Our PTE categories are limited to ten categories. Previous studies vary in terms of number of PTEs and type of PTEs included, which could impact findings [15, 35]. Even if our study included the most common PTEs, a possible limitation is not including medical trauma and exposure to war. We could argue that these PTEs could be placed within our category “a catastrophe or serious accident”. However, the lack of specificity could impact how many participants identify with the category which could have led to underreporting of these experiences. It is also a limitation that we have not included bullying, and that acts of violence were limited to exposure from an adult only. The low occurrence of certain diagnosis in the sample impacts the reliability of the point estimates, which thus should be interpreted with some caution.

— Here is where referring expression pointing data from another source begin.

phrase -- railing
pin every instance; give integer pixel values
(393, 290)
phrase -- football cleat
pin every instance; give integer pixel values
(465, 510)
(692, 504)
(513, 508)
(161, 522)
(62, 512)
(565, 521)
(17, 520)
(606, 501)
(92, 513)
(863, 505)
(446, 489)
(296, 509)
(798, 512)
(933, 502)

Although LCA is a powerful statistical procedure, it has limitations. Exact class assignment is not guaranteed. LCA assigns individuals to classes based on their probability of being in classes given the pattern of scores they have on indicator variables. The exact number or percentage of sample members within each class cannot be determined, seeing that class assignment is based on probabilities. A complicating factor in LCA in general and in our study is the subjective naming of the assigned classes. The complexity of the classes may not adequately be reflected in the chosen name of the class.

Implications for Future Research

There is a need for additional research that can expand our knowledge of the co-occurrence of PTEs and psychopathology across the diagnostic spectrum. Such studies are encouraged to replicate our study design but should include an even greater variety of PTEs, with a possible outcome of more PTE latent classes. There is a need for well-designed longitudinal studies that better can establish the temporal order of PTE exposure and diagnoses, limiting the sample to the child and adolescent population only. By providing findings on the temporal order, this might give further insight into the question of trauma as a risk factor for psychopathology or psychopathology as a risk factor for PTEs, or bidirectional.

Summary

The results from the current study supported that PTEs co-occur and may form interrelated patterns of exposure. The patterns were predictive of contact with child and adolescent mental health services (CAMHS) and of being diagnosed with a psychiatric disorder in CAMHS. More adolescents were diagnosed with ADHD within the Interpersonal trauma class. The findings suggest a need to pay attention to adolescents being exposed to both patterns of traumas, but in particular, adolescents exposed to Interpersonal trauma. Key takeaway message for clinicians when detecting PTE exposure in adolescents, is to systematically screen for additional PTEs and pay attention to patterns of exposure, in addition to assessing mental health problems across the diagnostic spectrum. Patterns of exposure could be an indication of adolescents´ level of vulnerability and gravity of mental health problems after being exposed to PTEs.